Deliberately broad in scope and with a non-exhaustive list of the types of documents covered, the act includes definitions of ‘paper document’ and ‘electronic trade document’ and provides that, if certain criteria are met, an electronic trade document ‘has the same effect as an equivalent paper trade document’. Crucially, it also provides that an electronic trade document is now legally capable of ‘possession’.
The issue of ‘possession’ has, until now, been the main roadblock to the legal recognition of electronic trade documents - how can something that only exists digitally be ‘possessed’ by one party at a time, in order to provide clear evidence of title to the underlying goods represented by the document? The development of distributed ledger technology and blockchain systems in recent years is providing an answer, establishing a ‘reliable system’ for the identification and control of electronic trade documents. This will be the development of most interest for those involved in the financing of trade, where the possession of negotiable trade documentation is crucial if seeking to take any form of security over the goods represented by such documentation.
Under the act, a document constitutes an electronic trade document if a ‘reliable system’ is used to:
There is no specific definition in the act of what constitutes a reliable system, although a number of indicative factors are provided. This is to ensure that the act is not overly restrictive and allows for it to continue to adapt and apply as the relevant technology develops.
It is expected that industry standards and practice will develop over time to help support market adoption of electronic documents. Collaboration will be key to ensure success. To date, whilst some industry titans have sought to establish their own platforms as market leaders for digital trade, there is little consensus so far on the preferred arrangements. Trade counterparties will need to be able to access and operate on the same platform in order to exchange documents effectively.

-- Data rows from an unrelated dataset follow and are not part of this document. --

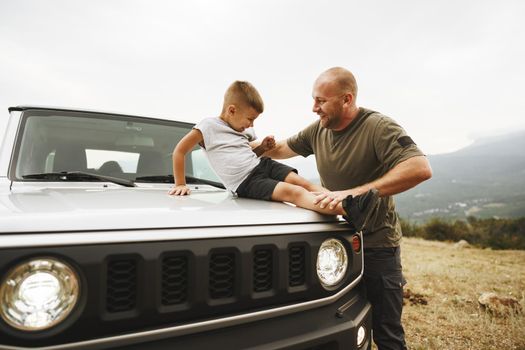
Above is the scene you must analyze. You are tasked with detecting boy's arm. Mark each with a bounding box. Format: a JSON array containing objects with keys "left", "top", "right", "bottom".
[
  {"left": 168, "top": 129, "right": 204, "bottom": 196},
  {"left": 250, "top": 135, "right": 276, "bottom": 157}
]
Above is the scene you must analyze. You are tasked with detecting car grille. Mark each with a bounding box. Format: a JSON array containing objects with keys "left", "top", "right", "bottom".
[
  {"left": 253, "top": 248, "right": 273, "bottom": 293},
  {"left": 104, "top": 243, "right": 310, "bottom": 313},
  {"left": 208, "top": 251, "right": 236, "bottom": 299},
  {"left": 289, "top": 244, "right": 307, "bottom": 287},
  {"left": 106, "top": 259, "right": 138, "bottom": 312},
  {"left": 161, "top": 254, "right": 189, "bottom": 305},
  {"left": 0, "top": 232, "right": 358, "bottom": 347}
]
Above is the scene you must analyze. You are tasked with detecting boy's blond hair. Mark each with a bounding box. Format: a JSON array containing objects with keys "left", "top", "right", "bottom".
[{"left": 222, "top": 81, "right": 264, "bottom": 114}]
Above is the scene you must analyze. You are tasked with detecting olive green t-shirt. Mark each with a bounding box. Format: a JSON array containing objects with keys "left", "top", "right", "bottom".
[{"left": 287, "top": 107, "right": 424, "bottom": 248}]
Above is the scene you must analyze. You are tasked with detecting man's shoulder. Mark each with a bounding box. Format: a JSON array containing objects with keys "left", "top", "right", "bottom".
[
  {"left": 360, "top": 108, "right": 398, "bottom": 128},
  {"left": 360, "top": 107, "right": 386, "bottom": 121}
]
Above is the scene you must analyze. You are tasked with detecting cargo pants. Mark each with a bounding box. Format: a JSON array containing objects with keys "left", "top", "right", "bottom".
[{"left": 362, "top": 246, "right": 407, "bottom": 350}]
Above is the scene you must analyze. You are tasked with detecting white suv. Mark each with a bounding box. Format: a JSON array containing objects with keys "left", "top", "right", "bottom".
[{"left": 0, "top": 106, "right": 371, "bottom": 350}]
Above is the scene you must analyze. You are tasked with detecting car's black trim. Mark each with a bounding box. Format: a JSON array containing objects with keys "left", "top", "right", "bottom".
[
  {"left": 23, "top": 171, "right": 137, "bottom": 187},
  {"left": 0, "top": 232, "right": 363, "bottom": 348},
  {"left": 110, "top": 287, "right": 372, "bottom": 350}
]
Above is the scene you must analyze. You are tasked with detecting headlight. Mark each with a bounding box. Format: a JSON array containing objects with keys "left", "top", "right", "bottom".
[
  {"left": 0, "top": 257, "right": 80, "bottom": 331},
  {"left": 357, "top": 325, "right": 366, "bottom": 347},
  {"left": 316, "top": 238, "right": 348, "bottom": 288}
]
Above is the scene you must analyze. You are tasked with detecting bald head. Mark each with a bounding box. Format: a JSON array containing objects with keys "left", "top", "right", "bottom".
[
  {"left": 312, "top": 67, "right": 360, "bottom": 130},
  {"left": 317, "top": 67, "right": 358, "bottom": 98}
]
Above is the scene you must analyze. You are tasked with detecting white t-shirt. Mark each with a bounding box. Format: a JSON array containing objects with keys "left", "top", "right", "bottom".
[{"left": 194, "top": 117, "right": 261, "bottom": 192}]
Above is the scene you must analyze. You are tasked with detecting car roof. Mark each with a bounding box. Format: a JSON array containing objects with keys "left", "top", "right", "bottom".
[{"left": 8, "top": 105, "right": 194, "bottom": 127}]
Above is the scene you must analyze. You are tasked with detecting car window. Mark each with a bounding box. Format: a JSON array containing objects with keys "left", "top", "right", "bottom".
[
  {"left": 13, "top": 111, "right": 222, "bottom": 185},
  {"left": 86, "top": 150, "right": 140, "bottom": 173},
  {"left": 190, "top": 148, "right": 221, "bottom": 183}
]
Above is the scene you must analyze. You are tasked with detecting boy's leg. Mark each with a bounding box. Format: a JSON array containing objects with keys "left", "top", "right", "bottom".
[
  {"left": 271, "top": 182, "right": 344, "bottom": 216},
  {"left": 283, "top": 171, "right": 327, "bottom": 193},
  {"left": 341, "top": 189, "right": 380, "bottom": 233}
]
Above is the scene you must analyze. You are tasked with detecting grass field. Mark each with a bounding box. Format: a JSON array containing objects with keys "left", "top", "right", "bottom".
[{"left": 397, "top": 237, "right": 525, "bottom": 349}]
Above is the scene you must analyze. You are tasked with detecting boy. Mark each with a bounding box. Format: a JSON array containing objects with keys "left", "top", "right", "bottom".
[{"left": 168, "top": 81, "right": 378, "bottom": 232}]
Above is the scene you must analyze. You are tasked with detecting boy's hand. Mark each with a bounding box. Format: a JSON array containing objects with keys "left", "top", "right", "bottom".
[
  {"left": 168, "top": 184, "right": 191, "bottom": 196},
  {"left": 261, "top": 135, "right": 276, "bottom": 152},
  {"left": 251, "top": 135, "right": 276, "bottom": 157}
]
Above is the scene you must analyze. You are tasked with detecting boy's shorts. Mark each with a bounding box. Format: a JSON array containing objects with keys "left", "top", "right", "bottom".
[{"left": 235, "top": 157, "right": 297, "bottom": 201}]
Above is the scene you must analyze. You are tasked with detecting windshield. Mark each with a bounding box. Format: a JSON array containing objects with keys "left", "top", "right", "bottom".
[{"left": 12, "top": 110, "right": 221, "bottom": 185}]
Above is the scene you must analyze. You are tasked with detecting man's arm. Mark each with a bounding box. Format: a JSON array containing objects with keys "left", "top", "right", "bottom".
[
  {"left": 168, "top": 129, "right": 203, "bottom": 196},
  {"left": 260, "top": 139, "right": 300, "bottom": 159},
  {"left": 315, "top": 155, "right": 432, "bottom": 209}
]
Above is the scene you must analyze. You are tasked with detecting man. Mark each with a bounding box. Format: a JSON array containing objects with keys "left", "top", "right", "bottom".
[{"left": 263, "top": 67, "right": 432, "bottom": 349}]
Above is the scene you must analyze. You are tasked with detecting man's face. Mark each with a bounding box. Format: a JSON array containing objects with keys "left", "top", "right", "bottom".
[
  {"left": 229, "top": 105, "right": 259, "bottom": 132},
  {"left": 312, "top": 79, "right": 345, "bottom": 130}
]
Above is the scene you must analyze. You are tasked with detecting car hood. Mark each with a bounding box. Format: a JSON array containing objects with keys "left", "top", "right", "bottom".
[{"left": 0, "top": 183, "right": 338, "bottom": 233}]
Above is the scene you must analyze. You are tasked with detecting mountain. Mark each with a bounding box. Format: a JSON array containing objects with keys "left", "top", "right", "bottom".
[{"left": 395, "top": 131, "right": 525, "bottom": 221}]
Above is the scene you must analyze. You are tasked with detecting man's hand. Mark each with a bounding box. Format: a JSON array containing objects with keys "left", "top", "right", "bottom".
[
  {"left": 260, "top": 135, "right": 276, "bottom": 152},
  {"left": 168, "top": 184, "right": 191, "bottom": 196},
  {"left": 313, "top": 188, "right": 365, "bottom": 209}
]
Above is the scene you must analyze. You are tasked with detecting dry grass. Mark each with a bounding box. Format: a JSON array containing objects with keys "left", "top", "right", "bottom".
[{"left": 397, "top": 237, "right": 525, "bottom": 350}]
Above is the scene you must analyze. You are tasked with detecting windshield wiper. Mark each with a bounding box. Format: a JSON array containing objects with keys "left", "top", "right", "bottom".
[
  {"left": 22, "top": 171, "right": 136, "bottom": 188},
  {"left": 135, "top": 175, "right": 225, "bottom": 189}
]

The act provides the flexibility for the conversion of paper documents to electronic versions, and vice versa. This should help to address some of the possible issues of trade transactions where not all of the parties or jurisdictions involved are adequately set up to recognise or operate with electronic trade documents. Paper will continue to have a place in the world of international trade, at least for now.
However, with the International Chamber of Commerce estimating that approximately 80% of trade documents globally are based off English law, and many Commonwealth nations having legal systems modelled on English law, the introduction of the act in the UK is likely to see equivalent legislation appear in other nations in due course as the benefits of this new legal recognition become more apparent and fears of the unknown begin to ease.
A handful of other jurisdictions have already enacted their own legislation dealing with electronic trade documents, based on the United Nations’ Model Law on Electronic Transferable Records, including Singapore and the Abu Dhabi Global Market in the UAE, while China, Japan, and South Korea each have their own form of laws dealing with possession and transfer of electronic documents.
Although the act has only just come into effect, the digitalisation process has been ongoing within the industry for some time, with the International Trade and Forfaiting Association’s Digital Negotiable Instruments Initiative and the FIT (Future of International Trade) Alliance being just some examples.
The express legal recognition of electronic trade documents as having equivalent effect to paper documents is a considerable step forward, and is likely to be a catalyst for further changes globally and a confidence boost for traders and financiers alike.